Una vida ardua para una testaruda, dice más abajo el relato y lo que tal vez señala es que como vida y escritura en estos personajes parecen ir juntas, las dificultades son del tamaño de la fortaleza y la fragilidad que ellos mismos registran. O, son como formas de la soledad, la vida y la escritura así quedan anotadas en un saber anotar, quiero decir, saber atrapar un poquito de verdad con palabras, poner amigos que ya no están (como Cacho, en el relato que citaba antes) y saber ordenar esos registros en un sentido de vida, con personajes siempre a contracorriente pero no prefigurados sino destilados propios.

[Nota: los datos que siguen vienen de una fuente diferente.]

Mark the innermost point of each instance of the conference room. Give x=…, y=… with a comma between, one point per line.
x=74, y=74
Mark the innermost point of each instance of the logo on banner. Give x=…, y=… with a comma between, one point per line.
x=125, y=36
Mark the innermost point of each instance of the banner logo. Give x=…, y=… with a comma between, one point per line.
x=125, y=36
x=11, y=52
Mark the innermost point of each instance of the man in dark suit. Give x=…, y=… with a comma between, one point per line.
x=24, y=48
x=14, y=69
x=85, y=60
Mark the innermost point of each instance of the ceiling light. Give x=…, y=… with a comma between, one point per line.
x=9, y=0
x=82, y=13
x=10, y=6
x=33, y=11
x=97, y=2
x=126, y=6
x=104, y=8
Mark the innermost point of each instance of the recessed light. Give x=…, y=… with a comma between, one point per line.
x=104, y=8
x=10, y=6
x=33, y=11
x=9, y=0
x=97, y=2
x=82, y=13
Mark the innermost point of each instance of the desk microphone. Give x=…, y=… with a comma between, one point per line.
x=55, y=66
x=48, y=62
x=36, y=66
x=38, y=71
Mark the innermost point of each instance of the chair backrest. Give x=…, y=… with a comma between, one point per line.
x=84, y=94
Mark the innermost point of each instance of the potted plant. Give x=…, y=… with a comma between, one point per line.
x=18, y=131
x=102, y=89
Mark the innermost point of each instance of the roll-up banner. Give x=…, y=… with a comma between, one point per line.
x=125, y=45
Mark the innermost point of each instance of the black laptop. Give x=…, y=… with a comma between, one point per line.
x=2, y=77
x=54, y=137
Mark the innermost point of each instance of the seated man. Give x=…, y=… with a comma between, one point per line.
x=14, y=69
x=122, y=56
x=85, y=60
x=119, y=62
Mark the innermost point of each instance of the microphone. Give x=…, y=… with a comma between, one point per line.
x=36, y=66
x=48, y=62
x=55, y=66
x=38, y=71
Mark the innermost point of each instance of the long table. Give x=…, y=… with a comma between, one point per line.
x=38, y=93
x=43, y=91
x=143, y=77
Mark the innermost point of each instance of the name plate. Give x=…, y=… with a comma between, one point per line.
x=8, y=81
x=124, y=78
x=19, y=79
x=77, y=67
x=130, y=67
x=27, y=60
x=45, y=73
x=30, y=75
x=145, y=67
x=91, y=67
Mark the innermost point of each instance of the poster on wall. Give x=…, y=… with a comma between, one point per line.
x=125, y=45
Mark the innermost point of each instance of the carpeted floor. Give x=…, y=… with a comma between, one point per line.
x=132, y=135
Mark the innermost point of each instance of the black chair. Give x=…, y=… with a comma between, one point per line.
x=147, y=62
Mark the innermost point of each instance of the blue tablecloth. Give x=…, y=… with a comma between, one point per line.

Si antes remití a la nada que contar y pensaba en Chéjov, en “La ferretería” – poderoso relato de Una parte de la verdad– las máquinas y las herramientas me llevan a Platónov, tentada estoy de cerrar esta frase estableciendo una comunión entre ambos y citar el relato cuando dice “en esa ambigüedad la pena se iba organizando”. Entre Chéjov y Platónov, un realismo terrible se arma donde la sonrisa es “máscara de sumisión”, frase que está en estos relatos de Claudia. Una sonrisa para alejarse, para no acordar que es una mancha o una enfermedad más del cuerpo para los fuertes-frágiles donde estos relatos componen una lengua dulce, lírica (como cuando descubro la frase “ese triste olor tristísimo”), una lengua trisalegre -como escribí alguna vez- para el “espíritu áspero” de la vida.
Laura Estrin, marzo-abril 2022.
Leído en la Presentación de Una parte de la verdad de Claudia Schvartz, Leviatán 2021 / Museo del Libro y de la Lengua (18-04-22)
Ph / Grete Stern, “Dream No. 7: Who Will She Be?,” 1949.